Amazon.com (AMZN): For whatever reason, most people want to take the easy route and put Amazon into competition with Apple. If they don't do that, they think Amazon needs to buy Netflix to inherit billions of dollars worth of streaming content obligations they could just secure themselves or buy Research In Motion (RIMM) to assume control of a broken brand. These are all things lesser companies, like Yahoo (YHOO), might do.

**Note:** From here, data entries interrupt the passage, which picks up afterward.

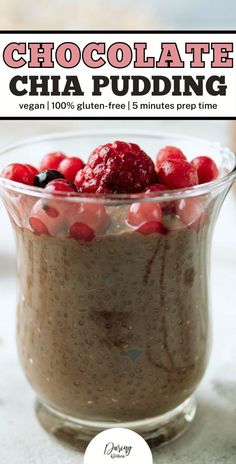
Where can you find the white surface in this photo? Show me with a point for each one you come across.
(212, 437)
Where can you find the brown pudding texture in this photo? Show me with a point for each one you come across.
(115, 329)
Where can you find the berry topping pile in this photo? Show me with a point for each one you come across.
(117, 167)
(113, 168)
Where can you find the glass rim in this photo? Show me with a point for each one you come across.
(110, 198)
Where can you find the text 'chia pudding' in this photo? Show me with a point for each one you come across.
(113, 320)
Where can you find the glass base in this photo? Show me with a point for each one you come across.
(76, 433)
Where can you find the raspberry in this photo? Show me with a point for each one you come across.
(168, 153)
(206, 169)
(152, 227)
(176, 174)
(52, 160)
(82, 232)
(140, 213)
(22, 173)
(60, 185)
(120, 167)
(70, 166)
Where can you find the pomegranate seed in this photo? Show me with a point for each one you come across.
(21, 173)
(82, 232)
(176, 174)
(206, 168)
(69, 167)
(169, 153)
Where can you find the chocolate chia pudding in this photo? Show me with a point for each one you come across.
(115, 329)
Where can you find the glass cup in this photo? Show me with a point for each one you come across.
(113, 320)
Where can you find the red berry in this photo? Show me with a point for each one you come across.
(19, 173)
(60, 185)
(191, 212)
(82, 232)
(120, 167)
(156, 188)
(152, 227)
(70, 166)
(169, 153)
(52, 160)
(140, 213)
(206, 168)
(176, 174)
(32, 169)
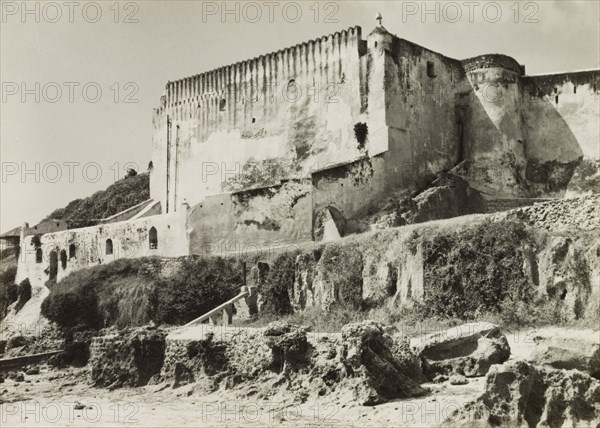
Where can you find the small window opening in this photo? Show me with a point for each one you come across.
(63, 259)
(153, 238)
(430, 69)
(109, 247)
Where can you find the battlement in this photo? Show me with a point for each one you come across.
(492, 61)
(265, 69)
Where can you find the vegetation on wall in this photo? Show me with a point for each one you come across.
(279, 282)
(130, 292)
(196, 287)
(123, 194)
(8, 289)
(475, 270)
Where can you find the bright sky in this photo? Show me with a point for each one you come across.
(72, 149)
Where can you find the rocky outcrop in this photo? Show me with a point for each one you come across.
(519, 394)
(128, 357)
(569, 351)
(383, 372)
(469, 350)
(364, 360)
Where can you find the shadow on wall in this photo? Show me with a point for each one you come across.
(539, 159)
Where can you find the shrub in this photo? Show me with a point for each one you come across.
(8, 289)
(342, 267)
(475, 270)
(278, 283)
(198, 286)
(87, 297)
(123, 194)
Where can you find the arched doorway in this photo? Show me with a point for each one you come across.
(153, 238)
(329, 224)
(109, 247)
(63, 259)
(53, 264)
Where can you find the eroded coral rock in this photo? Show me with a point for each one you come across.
(382, 373)
(469, 349)
(520, 394)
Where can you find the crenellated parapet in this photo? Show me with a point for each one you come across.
(309, 58)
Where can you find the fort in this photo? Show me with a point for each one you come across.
(299, 144)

But, not Amazon. Doing any of the above would represent Jeff Bezos doing something he has never done as CEO of Amazon - that's take his eye off of the ball. Fellow Seeking Alpha contributor Rufus D painted the picture quite nicely as he argued against the notion that Kindle Fire is a failure:
Add me to the list of new Prime subscribers thanks to a Kindle Fire purchase. I had no idea Amazon "gave" me a free month of Prime with my Kindle Fire purchase, but I have absolutely no intention of canceling. The Kindle Lending Library pushed me over the edge.
I get annoyed by the cliche that this or that is a "different" kind of something, but it really applies here. Amazon truly is a different kind of media company. But the true beauty of Amazon is that it's so much more than this difficult-to-define new media/e-commerce hybrid.
Dig deeper into Zynga's above-linked risk factors. It uses Amazon Web Services to host about half of its game traffic. Netflix uses AWS as well. AWS represents a $1 billion revenue stream, and growing rapidly, for a company that eats $1 billion revenue streams for breakfast.
How to Play It
I was once long ATVI. It frustrated me one too many times so I bailed. Both GOOG and AMZN are relatively high-priced, volatile stocks. At these levels, I would wait for a pullback to buy into either with a lump sum. That said, if you are a relatively small investor, throwing a bit of money each month into a basket that includes ATVI, GOOG and AMZN could represent a pretty solid, long-term dollar-cost-averaging strategy, particularly if dividends ever become a meaningful part of the picture.
Additional disclosure: I am long NFLX June $40 put options.